The phrase, “change the laws on my own,” is not in the U.S. Constitution.
History will ill-serve Eric Holder if it does no more than echo the view common in the wake of his resignation that his tenure as Attorney General was “controversial.” Mr. Holder’s more than five years as the nation’s chief legal officer were consequential.
In tandem with Barack Obama ‘s White House, Mr. Holder pushed the authority of the federal government and its administrative agencies beyond the edge of the Constitution and law. They did so not in one or several controversial instances, as with past presidencies, but repeatedly and across the breadth of the federal government.
Universities, public schools, fire and police departments, the financial industry, utilities, state legislatures, orders of nuns, black parents, small-business owners, the electrons inside the Internet, random sections of the U.S. Constitution—all have learned that what they took to be the clear meaning of existing law was wrong.
Messrs. Obama and Holder have attempted to make federal legal authority limitless. The Obama-Holder theory of law—that the needs of justice, as they define it, supersede the law’s boundaries—deserves to be repudiated. It has no precedent outside progressive law journals or various periods in South American history.
Mr. Obama made his intentions clear.
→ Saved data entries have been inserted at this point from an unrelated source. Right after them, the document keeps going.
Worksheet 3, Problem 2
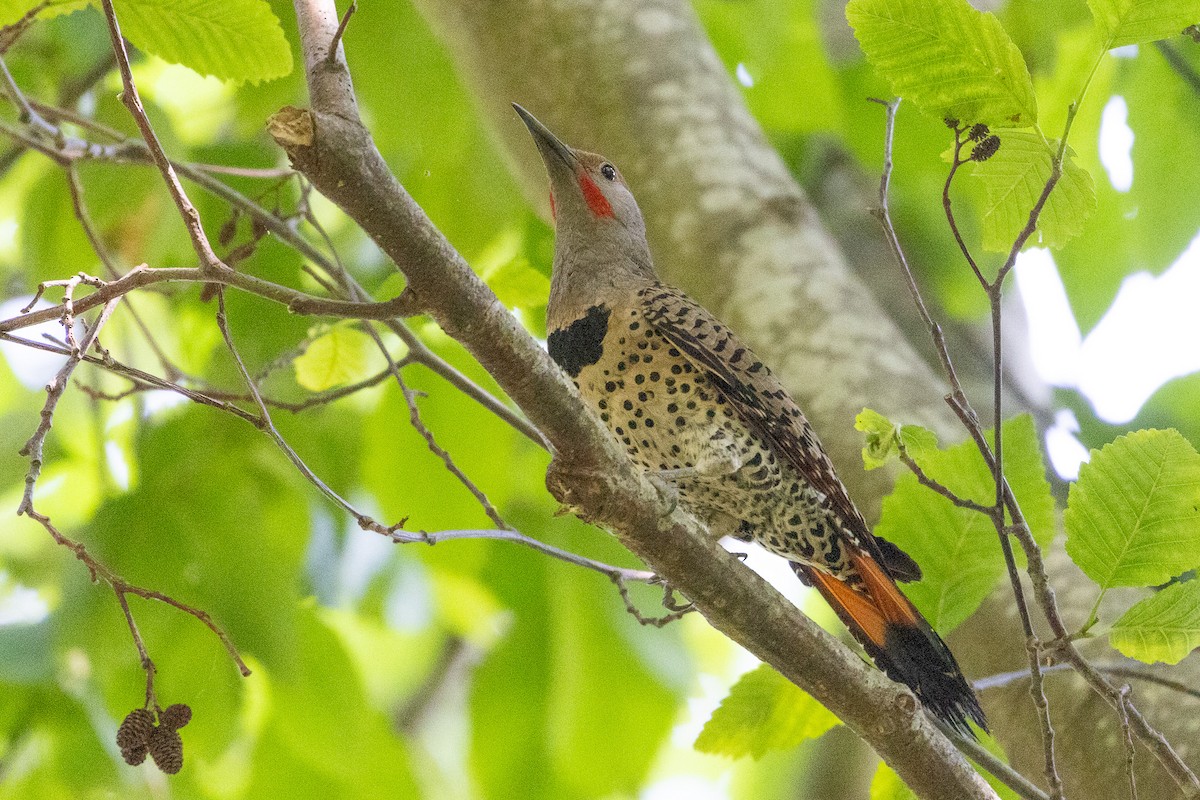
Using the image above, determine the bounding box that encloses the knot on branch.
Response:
[267,105,315,150]
[545,456,639,527]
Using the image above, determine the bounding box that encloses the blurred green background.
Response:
[0,0,1198,798]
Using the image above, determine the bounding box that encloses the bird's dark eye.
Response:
[600,163,617,181]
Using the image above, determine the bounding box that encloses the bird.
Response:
[513,103,987,737]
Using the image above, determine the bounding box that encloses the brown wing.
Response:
[639,283,920,582]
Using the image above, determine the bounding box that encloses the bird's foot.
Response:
[647,473,679,516]
[654,466,703,482]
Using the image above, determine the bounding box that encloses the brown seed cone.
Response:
[968,122,991,141]
[121,742,149,766]
[159,703,192,730]
[116,708,154,750]
[147,726,184,775]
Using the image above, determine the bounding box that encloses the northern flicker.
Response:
[514,104,987,736]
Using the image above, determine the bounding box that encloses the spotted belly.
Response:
[569,307,854,578]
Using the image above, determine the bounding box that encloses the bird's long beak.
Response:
[513,103,577,174]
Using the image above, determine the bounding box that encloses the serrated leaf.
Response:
[846,0,1037,127]
[973,132,1096,252]
[694,664,840,759]
[114,0,292,85]
[1089,0,1200,49]
[857,408,900,470]
[294,326,371,391]
[1110,580,1200,664]
[1064,429,1200,589]
[876,415,1054,633]
[0,0,89,25]
[856,408,938,471]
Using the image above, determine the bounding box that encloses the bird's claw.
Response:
[647,473,679,516]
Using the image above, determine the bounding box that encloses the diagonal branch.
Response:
[274,2,1000,797]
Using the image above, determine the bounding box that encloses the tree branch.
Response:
[272,2,999,797]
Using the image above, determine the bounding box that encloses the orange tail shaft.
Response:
[797,551,987,737]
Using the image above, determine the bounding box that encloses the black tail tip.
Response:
[879,622,988,739]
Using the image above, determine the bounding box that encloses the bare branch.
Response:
[871,97,1063,798]
[327,0,357,65]
[872,88,1200,797]
[99,0,224,275]
[407,528,656,585]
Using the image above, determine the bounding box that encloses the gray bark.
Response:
[414,0,959,523]
[282,1,1001,796]
[410,1,1199,797]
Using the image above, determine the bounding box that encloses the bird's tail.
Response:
[795,551,987,738]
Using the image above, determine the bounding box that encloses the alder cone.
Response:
[120,742,149,766]
[159,703,192,730]
[116,708,154,750]
[147,726,183,775]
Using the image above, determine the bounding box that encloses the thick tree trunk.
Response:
[409,1,1199,797]
[413,0,958,524]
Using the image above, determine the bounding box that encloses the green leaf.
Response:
[0,0,88,25]
[876,415,1054,632]
[694,664,840,759]
[846,0,1037,127]
[856,408,938,471]
[972,132,1096,252]
[114,0,292,85]
[871,763,919,800]
[1064,429,1200,589]
[1088,0,1200,49]
[1110,580,1200,664]
[294,326,372,391]
[483,257,551,310]
[471,511,679,800]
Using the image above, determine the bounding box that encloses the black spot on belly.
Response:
[548,305,611,378]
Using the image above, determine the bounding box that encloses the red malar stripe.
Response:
[578,173,614,218]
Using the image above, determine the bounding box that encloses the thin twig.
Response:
[115,588,158,708]
[1,330,262,423]
[898,451,992,514]
[872,97,1063,798]
[933,719,1051,800]
[326,0,357,65]
[64,164,183,378]
[409,529,657,584]
[0,2,49,55]
[940,126,988,289]
[13,298,252,684]
[612,573,694,627]
[1153,41,1200,104]
[214,290,398,530]
[99,0,224,274]
[1117,685,1139,800]
[0,49,57,138]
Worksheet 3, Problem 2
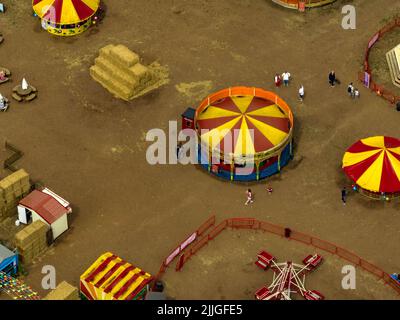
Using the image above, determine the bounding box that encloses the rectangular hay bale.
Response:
[109,45,139,68]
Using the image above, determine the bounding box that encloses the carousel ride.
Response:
[342,136,400,200]
[194,87,294,181]
[32,0,101,36]
[271,0,337,10]
[254,251,324,301]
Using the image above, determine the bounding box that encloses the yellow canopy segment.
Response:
[80,252,153,300]
[32,0,100,36]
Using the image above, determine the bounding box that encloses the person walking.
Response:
[341,187,347,206]
[298,85,305,101]
[329,71,336,87]
[354,88,360,98]
[274,73,282,87]
[282,71,291,87]
[347,82,355,98]
[245,189,254,205]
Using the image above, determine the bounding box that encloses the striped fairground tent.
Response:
[194,87,294,181]
[342,136,400,197]
[32,0,100,36]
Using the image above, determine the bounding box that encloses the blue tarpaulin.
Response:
[0,245,18,276]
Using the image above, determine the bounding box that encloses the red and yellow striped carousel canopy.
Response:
[33,0,99,24]
[342,136,400,193]
[196,89,291,158]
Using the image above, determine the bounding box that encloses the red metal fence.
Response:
[162,217,400,296]
[152,216,216,287]
[359,18,400,106]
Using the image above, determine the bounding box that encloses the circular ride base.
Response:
[272,0,337,10]
[41,18,93,37]
[343,136,400,201]
[198,143,292,182]
[356,187,400,201]
[194,87,294,182]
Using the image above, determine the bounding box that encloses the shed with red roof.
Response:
[18,189,71,240]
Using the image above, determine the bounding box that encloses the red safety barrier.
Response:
[153,216,216,285]
[359,17,400,107]
[158,217,400,296]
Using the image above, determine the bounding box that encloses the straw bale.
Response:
[110,45,139,68]
[44,281,79,300]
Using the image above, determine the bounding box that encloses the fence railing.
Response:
[152,216,216,287]
[359,18,400,106]
[165,217,400,296]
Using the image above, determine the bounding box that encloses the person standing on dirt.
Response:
[341,187,347,205]
[298,85,305,101]
[347,82,355,98]
[274,73,282,87]
[329,71,336,87]
[282,71,291,87]
[245,189,254,205]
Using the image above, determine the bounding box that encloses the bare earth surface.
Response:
[164,229,398,300]
[0,0,400,300]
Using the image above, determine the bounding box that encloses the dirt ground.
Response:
[0,0,400,300]
[164,229,399,300]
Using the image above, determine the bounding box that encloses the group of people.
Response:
[347,82,360,99]
[245,187,273,205]
[244,71,363,207]
[274,71,305,101]
[274,70,360,103]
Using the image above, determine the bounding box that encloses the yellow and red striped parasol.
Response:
[196,92,291,158]
[342,136,400,193]
[33,0,99,25]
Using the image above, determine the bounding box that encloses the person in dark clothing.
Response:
[341,187,347,205]
[329,71,336,87]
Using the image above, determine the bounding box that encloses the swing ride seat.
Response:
[255,251,275,270]
[304,290,325,301]
[255,286,271,300]
[303,254,323,270]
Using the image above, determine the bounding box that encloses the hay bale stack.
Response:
[0,169,30,221]
[15,220,49,265]
[43,281,80,300]
[386,44,400,88]
[90,44,168,101]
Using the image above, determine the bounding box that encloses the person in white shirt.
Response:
[245,189,254,205]
[347,82,355,98]
[354,88,360,98]
[298,85,305,101]
[282,72,291,87]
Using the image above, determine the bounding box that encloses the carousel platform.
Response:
[386,44,400,88]
[271,0,336,9]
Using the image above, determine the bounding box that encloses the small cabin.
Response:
[18,189,72,241]
[181,107,196,130]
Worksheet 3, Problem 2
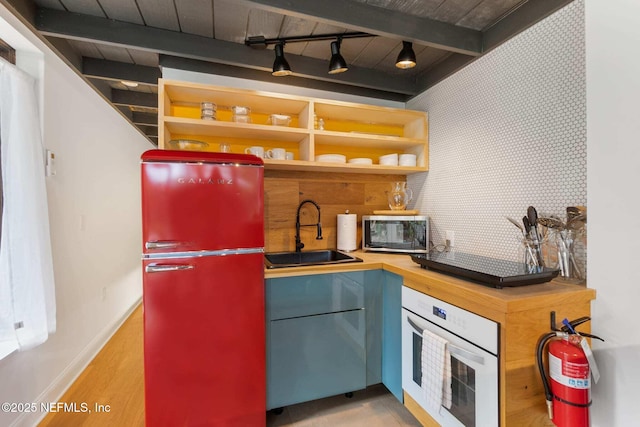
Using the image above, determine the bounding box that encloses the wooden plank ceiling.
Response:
[3,0,574,143]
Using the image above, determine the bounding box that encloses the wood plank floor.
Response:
[39,304,420,426]
[39,305,145,427]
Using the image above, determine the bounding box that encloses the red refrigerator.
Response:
[141,149,265,426]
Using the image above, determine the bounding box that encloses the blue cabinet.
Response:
[269,310,366,409]
[265,269,402,409]
[382,271,403,402]
[266,272,367,409]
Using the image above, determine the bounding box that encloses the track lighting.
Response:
[247,32,375,76]
[328,39,348,74]
[249,33,418,75]
[395,41,416,69]
[272,43,292,77]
In July 2011, the president said in public he’d like to “bypass Congress and change the laws on my own.” The phrase, “change the laws on his own,” is not in the U.S. Constitution. The next year, Mr. Obama made his now-famous and unconstitutional recess appointments to the National Labor Relations Board. The recess appointments were the tip of the iceberg.
For the firm of Obama & Holder, shocking the conscience of sitting federal judges with legal overstepping is just another day in court. The Obama lawyers’ legal justification for their actions has often been, in effect, what difference does it make? That isn’t a legal argument. Yet.